F1 = 2·(P·R)/(P+R) = 2·(0.36)/(1.2) = 0.72/1.2 = 0.6. When precision = recall, F1 equals that same value.

CodingQ11Metrics in code

Given y_true = [200,300,400] and y_pred = [210,290,440], write code to print MAE, MSE and RMSE.

Solution
Python
import numpy as np
from sklearn.metrics import mean_absolute_error, mean_squared_error

y_true = [200, 300, 400]
y_pred = [210, 290, 440]

mae  = mean_absolute_error(y_true, y_pred)
mse  = mean_squared_error(y_true, y_pred)
rmse = np.sqrt(mse)

print("MAE :", mae)
print("MSE :", mse)
print("RMSE:", round(rmse, 2))
OutputMAE : 20.0 MSE : 600.0 RMSE: 24.49

Errors are 10, 10, 40. |errors| average = 60/3 = 20 (MAE). errors² = 100+100+1600 = 1800, /3 = 600 (MSE). RMSE = √600 ≈ 24.49.
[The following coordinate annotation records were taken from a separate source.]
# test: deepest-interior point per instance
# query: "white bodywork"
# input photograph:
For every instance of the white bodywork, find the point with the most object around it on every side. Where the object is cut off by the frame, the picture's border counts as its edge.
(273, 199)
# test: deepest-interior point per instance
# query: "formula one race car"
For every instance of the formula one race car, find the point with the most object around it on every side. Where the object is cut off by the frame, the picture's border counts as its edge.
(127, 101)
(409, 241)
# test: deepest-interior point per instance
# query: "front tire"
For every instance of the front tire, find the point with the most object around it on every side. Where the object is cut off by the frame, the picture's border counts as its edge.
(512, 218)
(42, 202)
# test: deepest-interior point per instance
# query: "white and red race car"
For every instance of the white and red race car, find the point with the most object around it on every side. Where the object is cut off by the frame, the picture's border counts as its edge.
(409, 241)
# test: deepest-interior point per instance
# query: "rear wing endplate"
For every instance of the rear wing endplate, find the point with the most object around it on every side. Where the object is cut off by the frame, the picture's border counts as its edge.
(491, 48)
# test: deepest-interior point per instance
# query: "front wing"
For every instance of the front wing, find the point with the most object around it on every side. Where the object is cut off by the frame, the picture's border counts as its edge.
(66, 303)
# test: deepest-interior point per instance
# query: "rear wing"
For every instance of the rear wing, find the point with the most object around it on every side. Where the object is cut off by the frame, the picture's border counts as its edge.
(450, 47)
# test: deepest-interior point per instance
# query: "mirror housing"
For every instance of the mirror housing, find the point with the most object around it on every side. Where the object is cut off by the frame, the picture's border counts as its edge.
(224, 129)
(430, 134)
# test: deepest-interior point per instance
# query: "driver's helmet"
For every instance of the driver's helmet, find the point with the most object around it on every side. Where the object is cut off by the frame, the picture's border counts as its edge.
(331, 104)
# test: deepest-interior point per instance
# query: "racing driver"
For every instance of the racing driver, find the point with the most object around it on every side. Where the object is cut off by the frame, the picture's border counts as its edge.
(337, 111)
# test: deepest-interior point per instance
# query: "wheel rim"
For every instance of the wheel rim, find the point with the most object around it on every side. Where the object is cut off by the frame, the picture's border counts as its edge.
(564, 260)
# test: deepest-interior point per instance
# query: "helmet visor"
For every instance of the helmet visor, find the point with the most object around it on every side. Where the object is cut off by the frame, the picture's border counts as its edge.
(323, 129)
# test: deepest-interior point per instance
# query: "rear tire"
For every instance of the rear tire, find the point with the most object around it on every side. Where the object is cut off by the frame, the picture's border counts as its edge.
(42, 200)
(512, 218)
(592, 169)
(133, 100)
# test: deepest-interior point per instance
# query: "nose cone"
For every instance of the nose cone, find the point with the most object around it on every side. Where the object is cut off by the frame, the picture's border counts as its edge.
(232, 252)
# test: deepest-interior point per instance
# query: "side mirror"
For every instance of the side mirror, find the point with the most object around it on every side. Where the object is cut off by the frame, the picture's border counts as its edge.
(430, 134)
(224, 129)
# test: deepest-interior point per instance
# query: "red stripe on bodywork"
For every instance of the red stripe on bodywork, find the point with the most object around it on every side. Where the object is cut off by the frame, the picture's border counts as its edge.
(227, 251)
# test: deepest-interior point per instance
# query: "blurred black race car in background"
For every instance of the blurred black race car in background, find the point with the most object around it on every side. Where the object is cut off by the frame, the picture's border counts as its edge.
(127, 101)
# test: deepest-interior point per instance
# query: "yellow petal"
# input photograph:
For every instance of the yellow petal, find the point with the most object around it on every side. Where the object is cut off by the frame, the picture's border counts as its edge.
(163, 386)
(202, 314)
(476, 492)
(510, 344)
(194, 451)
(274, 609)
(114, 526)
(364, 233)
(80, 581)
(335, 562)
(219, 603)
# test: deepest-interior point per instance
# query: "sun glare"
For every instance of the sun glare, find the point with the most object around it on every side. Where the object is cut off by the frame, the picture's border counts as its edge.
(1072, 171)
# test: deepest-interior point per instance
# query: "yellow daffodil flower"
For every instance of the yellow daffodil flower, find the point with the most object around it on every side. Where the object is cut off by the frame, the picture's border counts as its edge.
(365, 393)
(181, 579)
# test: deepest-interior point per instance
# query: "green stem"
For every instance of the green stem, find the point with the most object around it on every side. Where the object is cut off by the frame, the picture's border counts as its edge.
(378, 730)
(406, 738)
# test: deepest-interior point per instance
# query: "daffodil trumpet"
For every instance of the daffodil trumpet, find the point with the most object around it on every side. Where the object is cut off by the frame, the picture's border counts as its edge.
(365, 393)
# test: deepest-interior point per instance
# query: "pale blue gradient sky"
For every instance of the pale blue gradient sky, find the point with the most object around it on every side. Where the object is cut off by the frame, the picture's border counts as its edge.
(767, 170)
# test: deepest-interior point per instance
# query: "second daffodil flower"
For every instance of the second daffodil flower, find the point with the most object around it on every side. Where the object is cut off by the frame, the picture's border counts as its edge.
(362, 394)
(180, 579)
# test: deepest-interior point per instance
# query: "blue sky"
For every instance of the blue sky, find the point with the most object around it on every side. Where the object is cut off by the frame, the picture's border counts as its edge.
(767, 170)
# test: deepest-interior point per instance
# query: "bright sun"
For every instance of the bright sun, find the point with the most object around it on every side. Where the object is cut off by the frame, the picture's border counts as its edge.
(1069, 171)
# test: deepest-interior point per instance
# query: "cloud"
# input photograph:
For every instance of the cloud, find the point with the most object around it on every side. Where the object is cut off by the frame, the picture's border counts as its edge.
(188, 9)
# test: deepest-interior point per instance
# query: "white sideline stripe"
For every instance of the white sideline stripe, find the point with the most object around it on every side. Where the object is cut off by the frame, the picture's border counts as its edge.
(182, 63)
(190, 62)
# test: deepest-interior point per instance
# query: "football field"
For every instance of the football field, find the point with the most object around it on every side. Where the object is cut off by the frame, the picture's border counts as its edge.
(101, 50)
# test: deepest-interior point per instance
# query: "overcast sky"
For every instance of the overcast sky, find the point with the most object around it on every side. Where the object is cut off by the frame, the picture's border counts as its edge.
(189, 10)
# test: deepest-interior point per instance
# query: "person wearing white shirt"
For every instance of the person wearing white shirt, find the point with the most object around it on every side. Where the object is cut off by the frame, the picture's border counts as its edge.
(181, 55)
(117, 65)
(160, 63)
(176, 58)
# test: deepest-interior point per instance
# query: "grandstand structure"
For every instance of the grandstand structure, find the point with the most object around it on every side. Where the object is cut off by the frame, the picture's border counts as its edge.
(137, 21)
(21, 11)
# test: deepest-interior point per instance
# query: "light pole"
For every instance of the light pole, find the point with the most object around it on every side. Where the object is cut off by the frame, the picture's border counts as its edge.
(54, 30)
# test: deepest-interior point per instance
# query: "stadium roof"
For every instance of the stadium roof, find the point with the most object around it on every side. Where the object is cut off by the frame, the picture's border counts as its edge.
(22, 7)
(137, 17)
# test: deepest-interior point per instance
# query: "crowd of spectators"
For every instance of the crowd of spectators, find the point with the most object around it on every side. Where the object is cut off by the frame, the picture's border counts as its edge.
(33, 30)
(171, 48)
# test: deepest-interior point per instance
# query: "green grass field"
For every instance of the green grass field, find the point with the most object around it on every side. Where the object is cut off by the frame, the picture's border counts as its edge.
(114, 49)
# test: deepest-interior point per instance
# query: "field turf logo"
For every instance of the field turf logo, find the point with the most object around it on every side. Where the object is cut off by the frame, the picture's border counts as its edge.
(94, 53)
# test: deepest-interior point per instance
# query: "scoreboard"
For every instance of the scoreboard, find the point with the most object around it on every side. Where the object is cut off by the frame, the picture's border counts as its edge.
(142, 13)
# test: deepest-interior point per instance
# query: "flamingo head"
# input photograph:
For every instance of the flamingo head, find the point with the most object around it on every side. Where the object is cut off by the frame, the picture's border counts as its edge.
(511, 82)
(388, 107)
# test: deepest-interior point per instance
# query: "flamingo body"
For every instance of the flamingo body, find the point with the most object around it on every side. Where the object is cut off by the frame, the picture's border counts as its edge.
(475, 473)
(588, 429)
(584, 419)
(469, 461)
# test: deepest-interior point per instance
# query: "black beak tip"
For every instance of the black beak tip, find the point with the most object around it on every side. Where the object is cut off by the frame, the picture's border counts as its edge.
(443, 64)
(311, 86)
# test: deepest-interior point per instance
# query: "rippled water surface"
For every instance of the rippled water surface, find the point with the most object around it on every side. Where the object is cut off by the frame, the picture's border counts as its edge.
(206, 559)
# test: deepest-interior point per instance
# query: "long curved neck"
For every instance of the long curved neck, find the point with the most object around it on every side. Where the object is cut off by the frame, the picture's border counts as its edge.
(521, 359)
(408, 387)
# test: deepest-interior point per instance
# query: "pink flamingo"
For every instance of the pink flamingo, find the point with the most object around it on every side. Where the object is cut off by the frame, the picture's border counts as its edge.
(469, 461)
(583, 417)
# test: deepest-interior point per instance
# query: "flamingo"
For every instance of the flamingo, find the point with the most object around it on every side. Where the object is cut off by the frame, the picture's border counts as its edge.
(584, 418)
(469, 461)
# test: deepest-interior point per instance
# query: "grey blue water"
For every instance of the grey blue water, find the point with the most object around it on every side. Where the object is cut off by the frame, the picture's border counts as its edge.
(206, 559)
Short AnswerQ12Bias-Variance

Explain the bias-variance tradeoff in your own words, and why we cannot eliminate both.

Model answer

Bias is error from a model that is too simple (it underfits — wrong on both training and test data). Variance is error from a model that is too complex (it overfits — memorises noise, great on training but poor on test). Making a model more complex lowers bias but raises variance, and simplifying it does the reverse — so reducing one tends to increase the other. The goal is the "sweet spot" that balances them to minimise total error on unseen data.

🎯 Lecture 5 — must-remember Confusion matrix: TP/TN/FP(Type I)/FN(Type II). Precision = TP/(TP+FP); Recall = TP/(TP+FN); F1 = harmonic mean. Regression: MAE (robust), MSE (punishes big errors), RMSE = √MSE, R² = 1−RSS/TSS. Underfitting = high bias; overfitting = high variance. K-fold CV trains & tests K times.